In order to fix the inconsistency (or perhaps even just to try to generate some
stable "known facts about the state" so that you can read the code and have
some confidence that you know what it will do), you add locks around the data
structure.  This appears to fix the problem (although really there is no way
you can be sure because multithreading inconsistency bugs are almost always
non-reproduceable).

But then the next thing that happens is that a deadlock occurs.  One of the
threads is holding on to the lock around data A, while waiting for the lock
around data B to become available.  Another thread is holding on to the lock
around data B, while waiting for the lock around data A to become available.

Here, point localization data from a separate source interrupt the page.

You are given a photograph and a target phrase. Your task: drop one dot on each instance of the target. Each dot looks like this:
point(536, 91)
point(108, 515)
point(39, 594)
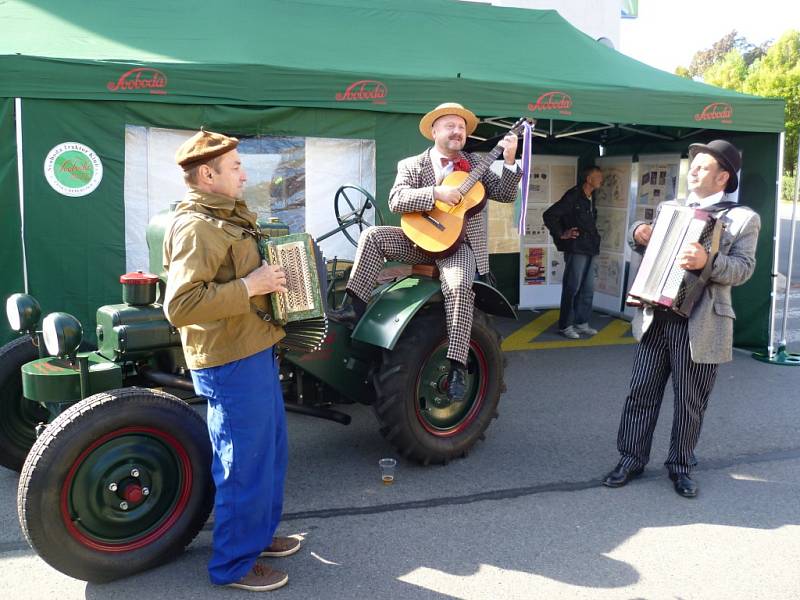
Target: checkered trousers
point(456, 272)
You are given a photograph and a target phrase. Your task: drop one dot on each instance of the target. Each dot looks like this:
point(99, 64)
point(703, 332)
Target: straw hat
point(448, 108)
point(202, 147)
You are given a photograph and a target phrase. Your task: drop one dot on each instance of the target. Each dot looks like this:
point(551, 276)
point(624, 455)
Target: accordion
point(301, 309)
point(661, 282)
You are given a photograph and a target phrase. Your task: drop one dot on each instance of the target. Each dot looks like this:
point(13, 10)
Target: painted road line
point(615, 333)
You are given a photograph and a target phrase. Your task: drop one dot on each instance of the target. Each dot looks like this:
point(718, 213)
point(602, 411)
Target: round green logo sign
point(73, 169)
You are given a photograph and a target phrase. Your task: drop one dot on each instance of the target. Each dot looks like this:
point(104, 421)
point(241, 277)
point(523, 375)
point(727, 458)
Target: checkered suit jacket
point(413, 192)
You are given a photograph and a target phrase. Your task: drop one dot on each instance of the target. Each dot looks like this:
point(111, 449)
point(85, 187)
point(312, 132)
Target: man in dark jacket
point(572, 221)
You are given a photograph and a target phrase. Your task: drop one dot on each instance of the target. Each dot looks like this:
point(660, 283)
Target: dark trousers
point(577, 290)
point(664, 351)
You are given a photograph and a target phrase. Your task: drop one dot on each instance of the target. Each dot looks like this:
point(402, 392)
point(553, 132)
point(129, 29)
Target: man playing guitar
point(417, 186)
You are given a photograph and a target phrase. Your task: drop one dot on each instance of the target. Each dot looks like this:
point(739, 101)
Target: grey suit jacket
point(413, 192)
point(711, 320)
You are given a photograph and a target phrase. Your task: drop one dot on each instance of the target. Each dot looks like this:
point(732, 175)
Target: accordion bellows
point(301, 309)
point(661, 282)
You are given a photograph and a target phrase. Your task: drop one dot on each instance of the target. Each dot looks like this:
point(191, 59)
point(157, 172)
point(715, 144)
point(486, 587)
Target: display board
point(291, 178)
point(541, 265)
point(613, 200)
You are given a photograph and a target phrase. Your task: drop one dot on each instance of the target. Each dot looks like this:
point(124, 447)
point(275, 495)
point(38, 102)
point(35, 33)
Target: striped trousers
point(664, 351)
point(457, 272)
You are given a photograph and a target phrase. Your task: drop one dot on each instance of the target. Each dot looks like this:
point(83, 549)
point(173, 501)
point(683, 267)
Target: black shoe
point(684, 485)
point(457, 383)
point(346, 315)
point(621, 475)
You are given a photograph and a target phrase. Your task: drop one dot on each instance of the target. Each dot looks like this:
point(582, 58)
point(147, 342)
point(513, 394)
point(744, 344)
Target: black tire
point(18, 416)
point(411, 378)
point(67, 508)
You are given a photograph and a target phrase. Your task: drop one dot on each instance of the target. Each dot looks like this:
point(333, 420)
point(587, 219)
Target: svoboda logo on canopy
point(73, 169)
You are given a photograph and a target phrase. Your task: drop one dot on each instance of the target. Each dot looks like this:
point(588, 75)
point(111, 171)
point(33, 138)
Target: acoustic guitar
point(440, 230)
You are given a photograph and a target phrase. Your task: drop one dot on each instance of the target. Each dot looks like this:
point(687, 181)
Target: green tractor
point(115, 461)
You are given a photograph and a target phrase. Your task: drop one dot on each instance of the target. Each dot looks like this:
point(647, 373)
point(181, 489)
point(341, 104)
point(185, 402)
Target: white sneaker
point(584, 328)
point(570, 333)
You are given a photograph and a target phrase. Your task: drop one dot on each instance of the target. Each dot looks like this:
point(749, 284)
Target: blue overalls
point(247, 427)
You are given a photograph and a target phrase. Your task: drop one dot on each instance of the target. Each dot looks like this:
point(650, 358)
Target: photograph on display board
point(616, 185)
point(659, 182)
point(535, 265)
point(611, 226)
point(562, 178)
point(539, 186)
point(609, 273)
point(555, 268)
point(535, 230)
point(503, 234)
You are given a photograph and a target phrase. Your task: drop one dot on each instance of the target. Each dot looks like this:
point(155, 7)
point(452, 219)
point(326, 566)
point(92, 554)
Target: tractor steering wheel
point(350, 214)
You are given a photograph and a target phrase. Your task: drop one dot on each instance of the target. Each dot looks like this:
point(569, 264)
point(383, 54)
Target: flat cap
point(202, 147)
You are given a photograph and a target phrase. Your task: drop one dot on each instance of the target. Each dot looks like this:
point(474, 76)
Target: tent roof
point(358, 54)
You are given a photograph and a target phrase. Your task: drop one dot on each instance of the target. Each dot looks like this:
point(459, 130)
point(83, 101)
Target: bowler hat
point(202, 147)
point(726, 155)
point(448, 108)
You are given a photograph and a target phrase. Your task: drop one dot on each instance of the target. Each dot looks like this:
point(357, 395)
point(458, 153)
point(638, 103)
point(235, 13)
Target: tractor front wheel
point(18, 416)
point(118, 483)
point(411, 403)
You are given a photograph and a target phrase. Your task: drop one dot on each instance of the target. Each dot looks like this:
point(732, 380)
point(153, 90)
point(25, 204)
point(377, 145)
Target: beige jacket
point(207, 250)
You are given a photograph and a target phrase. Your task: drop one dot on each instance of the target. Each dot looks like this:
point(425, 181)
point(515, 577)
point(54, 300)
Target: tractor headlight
point(23, 312)
point(62, 334)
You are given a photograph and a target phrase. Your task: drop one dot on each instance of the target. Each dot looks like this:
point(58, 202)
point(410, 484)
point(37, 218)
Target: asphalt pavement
point(524, 515)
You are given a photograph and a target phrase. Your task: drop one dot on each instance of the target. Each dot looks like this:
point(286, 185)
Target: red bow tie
point(459, 164)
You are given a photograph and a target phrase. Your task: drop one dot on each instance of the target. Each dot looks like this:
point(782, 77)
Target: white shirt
point(443, 171)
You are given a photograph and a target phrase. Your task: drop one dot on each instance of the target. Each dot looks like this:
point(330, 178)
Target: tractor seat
point(425, 270)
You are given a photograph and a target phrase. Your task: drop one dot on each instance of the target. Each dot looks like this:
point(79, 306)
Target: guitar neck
point(478, 172)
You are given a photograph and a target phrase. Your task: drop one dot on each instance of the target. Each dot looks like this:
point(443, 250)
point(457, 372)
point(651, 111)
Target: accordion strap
point(263, 315)
point(716, 235)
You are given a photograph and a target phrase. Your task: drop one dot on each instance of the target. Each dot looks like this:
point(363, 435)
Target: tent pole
point(782, 343)
point(780, 356)
point(21, 187)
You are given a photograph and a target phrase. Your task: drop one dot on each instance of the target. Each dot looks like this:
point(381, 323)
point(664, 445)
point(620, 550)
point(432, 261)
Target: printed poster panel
point(291, 178)
point(541, 265)
point(539, 187)
point(612, 224)
point(503, 235)
point(555, 267)
point(535, 265)
point(658, 179)
point(562, 177)
point(609, 269)
point(535, 231)
point(616, 183)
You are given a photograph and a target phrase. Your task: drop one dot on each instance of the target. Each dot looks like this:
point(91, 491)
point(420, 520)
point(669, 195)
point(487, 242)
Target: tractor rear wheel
point(118, 483)
point(18, 416)
point(411, 398)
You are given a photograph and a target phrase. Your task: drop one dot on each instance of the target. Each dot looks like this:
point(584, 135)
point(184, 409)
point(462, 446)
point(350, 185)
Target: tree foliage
point(771, 70)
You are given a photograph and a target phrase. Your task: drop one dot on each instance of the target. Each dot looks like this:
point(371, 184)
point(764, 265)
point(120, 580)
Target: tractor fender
point(396, 304)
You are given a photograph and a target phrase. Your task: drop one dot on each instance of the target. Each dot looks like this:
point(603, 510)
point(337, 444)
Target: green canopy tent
point(328, 68)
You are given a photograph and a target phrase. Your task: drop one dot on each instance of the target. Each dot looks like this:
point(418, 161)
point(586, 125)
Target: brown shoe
point(281, 547)
point(261, 578)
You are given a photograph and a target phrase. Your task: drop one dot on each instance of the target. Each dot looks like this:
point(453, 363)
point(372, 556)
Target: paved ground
point(524, 515)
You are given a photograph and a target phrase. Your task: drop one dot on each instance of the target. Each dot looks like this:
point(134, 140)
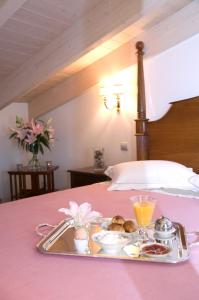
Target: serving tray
point(60, 241)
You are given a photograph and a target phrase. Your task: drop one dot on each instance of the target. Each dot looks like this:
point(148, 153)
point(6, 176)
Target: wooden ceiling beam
point(103, 22)
point(177, 28)
point(8, 8)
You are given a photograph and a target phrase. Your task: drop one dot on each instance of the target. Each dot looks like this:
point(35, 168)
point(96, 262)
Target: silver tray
point(60, 241)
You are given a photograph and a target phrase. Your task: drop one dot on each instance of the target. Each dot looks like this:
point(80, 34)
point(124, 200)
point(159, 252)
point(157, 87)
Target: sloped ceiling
point(47, 44)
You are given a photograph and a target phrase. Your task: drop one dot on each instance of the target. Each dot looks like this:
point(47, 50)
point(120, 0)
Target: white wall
point(10, 155)
point(84, 122)
point(171, 76)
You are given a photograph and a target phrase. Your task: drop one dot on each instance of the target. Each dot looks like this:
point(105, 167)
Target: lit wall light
point(111, 96)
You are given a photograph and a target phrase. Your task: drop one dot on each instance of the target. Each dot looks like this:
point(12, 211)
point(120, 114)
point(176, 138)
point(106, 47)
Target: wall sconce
point(111, 96)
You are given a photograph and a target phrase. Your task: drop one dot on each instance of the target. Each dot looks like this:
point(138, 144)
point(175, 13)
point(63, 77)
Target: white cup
point(81, 245)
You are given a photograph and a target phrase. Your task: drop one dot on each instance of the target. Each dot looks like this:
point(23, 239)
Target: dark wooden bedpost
point(141, 121)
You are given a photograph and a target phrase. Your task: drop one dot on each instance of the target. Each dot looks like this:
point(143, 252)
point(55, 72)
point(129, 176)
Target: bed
point(28, 274)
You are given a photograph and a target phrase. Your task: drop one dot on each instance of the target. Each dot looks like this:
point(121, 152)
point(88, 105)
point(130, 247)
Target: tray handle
point(195, 234)
point(44, 225)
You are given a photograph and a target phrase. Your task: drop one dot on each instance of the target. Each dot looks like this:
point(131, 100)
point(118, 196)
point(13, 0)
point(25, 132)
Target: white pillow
point(149, 174)
point(194, 180)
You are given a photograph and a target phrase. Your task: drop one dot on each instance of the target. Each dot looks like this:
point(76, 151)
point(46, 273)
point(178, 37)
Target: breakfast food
point(116, 227)
point(129, 226)
point(118, 223)
point(155, 249)
point(118, 220)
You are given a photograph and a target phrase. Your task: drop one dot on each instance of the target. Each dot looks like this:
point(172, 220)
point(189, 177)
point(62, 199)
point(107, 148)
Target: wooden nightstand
point(86, 176)
point(41, 181)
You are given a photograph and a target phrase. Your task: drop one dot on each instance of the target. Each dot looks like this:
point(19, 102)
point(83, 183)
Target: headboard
point(175, 136)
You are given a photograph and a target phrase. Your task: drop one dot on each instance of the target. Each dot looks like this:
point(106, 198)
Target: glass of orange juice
point(143, 206)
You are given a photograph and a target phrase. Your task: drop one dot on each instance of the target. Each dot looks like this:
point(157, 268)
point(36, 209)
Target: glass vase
point(34, 161)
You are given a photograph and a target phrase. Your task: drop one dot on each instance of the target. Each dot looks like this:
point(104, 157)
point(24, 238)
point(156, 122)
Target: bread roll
point(129, 226)
point(118, 220)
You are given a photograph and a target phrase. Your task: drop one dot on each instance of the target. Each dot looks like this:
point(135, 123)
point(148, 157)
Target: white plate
point(164, 235)
point(145, 252)
point(111, 242)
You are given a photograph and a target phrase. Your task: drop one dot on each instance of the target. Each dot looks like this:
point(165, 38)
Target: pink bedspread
point(27, 274)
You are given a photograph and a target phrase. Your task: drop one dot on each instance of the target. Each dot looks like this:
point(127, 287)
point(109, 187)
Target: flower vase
point(34, 161)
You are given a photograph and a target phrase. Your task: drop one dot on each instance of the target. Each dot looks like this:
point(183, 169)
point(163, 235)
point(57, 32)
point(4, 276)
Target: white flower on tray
point(81, 214)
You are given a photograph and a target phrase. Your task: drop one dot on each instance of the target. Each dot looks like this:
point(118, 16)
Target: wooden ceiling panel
point(38, 20)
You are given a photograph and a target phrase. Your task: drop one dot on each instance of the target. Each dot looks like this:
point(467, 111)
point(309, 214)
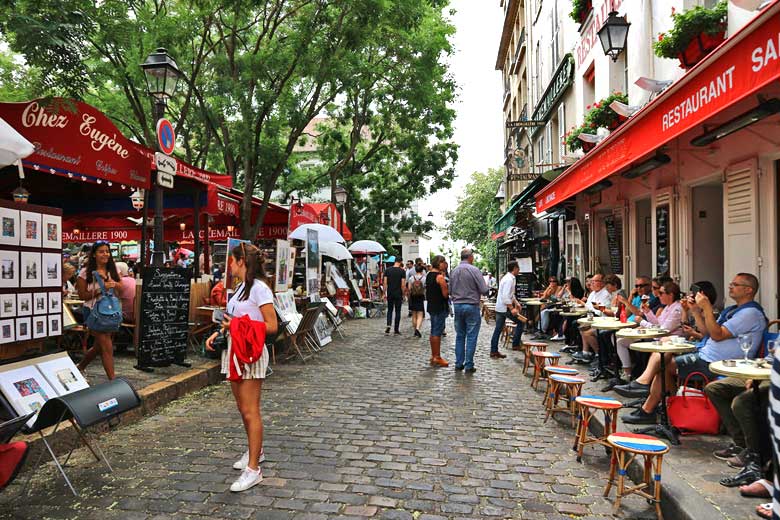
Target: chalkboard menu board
point(662, 240)
point(165, 308)
point(615, 243)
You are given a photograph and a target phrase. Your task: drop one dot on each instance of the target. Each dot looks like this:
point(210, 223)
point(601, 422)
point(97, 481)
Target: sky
point(478, 129)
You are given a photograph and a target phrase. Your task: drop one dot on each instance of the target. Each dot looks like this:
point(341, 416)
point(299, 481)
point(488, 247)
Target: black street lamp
point(162, 76)
point(340, 194)
point(613, 35)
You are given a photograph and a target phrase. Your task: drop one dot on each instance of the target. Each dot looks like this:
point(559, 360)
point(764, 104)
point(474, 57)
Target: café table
point(756, 370)
point(663, 428)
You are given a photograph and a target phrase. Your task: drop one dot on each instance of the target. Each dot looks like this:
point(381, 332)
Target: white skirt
point(254, 370)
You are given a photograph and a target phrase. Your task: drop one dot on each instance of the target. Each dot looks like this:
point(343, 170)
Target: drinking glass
point(745, 342)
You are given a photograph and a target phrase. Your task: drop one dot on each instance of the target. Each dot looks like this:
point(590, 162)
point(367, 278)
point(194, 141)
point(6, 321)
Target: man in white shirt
point(507, 307)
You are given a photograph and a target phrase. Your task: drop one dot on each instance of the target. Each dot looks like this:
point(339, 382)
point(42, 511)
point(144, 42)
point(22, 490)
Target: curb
point(153, 397)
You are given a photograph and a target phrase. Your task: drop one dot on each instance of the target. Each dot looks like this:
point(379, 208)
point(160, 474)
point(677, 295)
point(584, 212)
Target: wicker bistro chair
point(625, 448)
point(542, 359)
point(558, 383)
point(587, 405)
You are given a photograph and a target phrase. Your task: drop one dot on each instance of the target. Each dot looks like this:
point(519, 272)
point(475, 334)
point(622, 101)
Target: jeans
point(467, 321)
point(394, 304)
point(501, 318)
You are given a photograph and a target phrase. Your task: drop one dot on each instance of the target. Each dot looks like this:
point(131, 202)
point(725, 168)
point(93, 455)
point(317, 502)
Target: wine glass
point(745, 342)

Okay, so two threads are now permanently stopped, which is bad, but worse is
that they will never release the locks around A and B.  Thus *any* other thread
that comes along and waits for either A *or* B will also become permanently
stopped, adding any locks that it was holding to the "deadlock pileup".  As
MarcS wrote in _E_in_a_Walnut_: "[deadlock] chokes ... a set of 'critical
sections' which have been named 'critical' in thread programming for good
reasons".

This is "Multi-Threaded Hell".  As your application evolves, or as different
programmers encounter the sporadic and non-reproduceable corruption or deadlock
bugs, they will add or remove locks around different data structures, causing
your code base to veer back and forth along the line drawn by MarkM [1], erring
first on the side of more deadlocking, and then on the side of more corruption.
This kind of thrashing is bad for the quality of the code, bad for the forward
progress of the project, and bad for morale.


 --- How To Simply Solve the Problem

So, back to the history of Mojo Nation, we realized at some point that we just
didn't *need* multithreading!  A multithreaded application, when it manages
to steer between Scylla and Charybdis, can in theory be faster than the
equivalent event-loop-based application, because one thread can utilize the CPU
at the same time that another thread is blocked on disk access or network.
However in practice this is almost never a performance win, because (a) the
locking and unlocking costs CPU time, (b) you can use a non-blocking interface
to the network so you never have to wait on it, (c) the time you save on
Multi-Threaded Hell thrashing can be spent optimizing your real performance
hotspots and implementing faster algorithms.

So for Mojo Nation, we implemented a simple event-loop in Python, and gradually
(over the course of many many months and many releases of the beta product), we
removed all threads and replaced all multithreaded code with event-loop-based
code.


 --- Why Deadlock-Freeness Is Not On My List of the Five Features of E

Now this is why I do not include deadlock-freeness in my list of E's salient
features: because it is easy to implement an event-loop on top of a
multithreaded runtime.

Now, I agree with MarcS -- I believe that multithreading will go down in
history next to manual memory management as one of the biggest sources of bugs
ever, and as one of the biggest preventable wastes of programmer time and
customer money ever.

I am very excited about coding in E because I will never be forced to deal with
someone else's multithreading code, to argue with a teammate about the value of
multithreading, or to wrap non-blocking APIs on top of blocking APIs to modules
that I need to use.

But I already have five salient features on my list: distributed, persistent,
secure, object oriented, and dynamic, and that is enough for me.


Regards,

Zooko

[1] http://erights.org/elib/concurrency/event-loop.html

P.S.  An interesting and non-intuitive fact is that while replacing one
"coarse-grained" lock with multiple "smaller-grained" locks is *usually* moving
along the axis from deadlocking toward corruption, it *can* sometimes introduce
new deadlocks which didn't occur with the single coarse-grained lock!